Toilettenspülung spült Ärger ins Haus. Mundelfinger wirft Bürgermeister Knapp Wortbruch vor.

Hüfingen - Über die gesplittete Abwassergebühr ist in der Hüfinger Gemeinderatsitzung diskutiert worden.

Regenwasser aus Zisterne für Spülung

Ein Bürger aus Mundelfingen, der das Regenwasser aus einer Zisterne für die Toilettenspülung nutzt, hatte einen Bescheid bekommen, dass er dort eine Wasseruhr zur Ermittlung der Abwassermenge anbringen solle. Er wollte sich nicht damit abfinden und warf Bürgermeister Anton Knapp Wortbruch vor. Dabei berief er sich auf eine Informationsveranstaltung vom Oktober 2011, in der Knapp geäußert haben soll, dass die Grundlage zur Ermittlung der Abwassergebühr die Trinkwassermenge bleibt.

Bereits im April 2012 sei eine Gebühr für Schmutzwasser auf Niederschlagswasser erhoben worden, solange es im Haushalt benutzt werde.

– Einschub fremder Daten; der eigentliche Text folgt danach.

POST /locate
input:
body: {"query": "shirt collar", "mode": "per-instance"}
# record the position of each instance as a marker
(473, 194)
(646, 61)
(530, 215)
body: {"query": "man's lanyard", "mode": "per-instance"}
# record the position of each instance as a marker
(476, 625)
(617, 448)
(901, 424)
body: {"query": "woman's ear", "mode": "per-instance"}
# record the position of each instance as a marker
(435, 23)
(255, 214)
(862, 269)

Nach Worten von Bürgermeister Knapp sei dies zunächst nicht geplant gewesen. Nachdem die Rückmeldungen erfolgt waren, seien Mengen herausgekommen, mit denen man nicht gerechnet habe. Dieses Wasser laufe ebenfalls in die Kanalisation und fließe in die Gesamtberechnung mit ein. Wenn man es nicht berechne, müssten es die anderen Bürger mit bezahlen. Dies sei rechtlich nicht in Ordnung.

Fürderer: Bisher keine Berechnung

Stadtbaumeister Ewald Fürderer argumentierte, bisher sei noch nichts berechnet worden, und der Mundelfinger habe bis jetzt einen Vorteil ­gehabt. Außerdem werde dieser Teil des Abwassers mit einem geringeren Satz abgerechnet.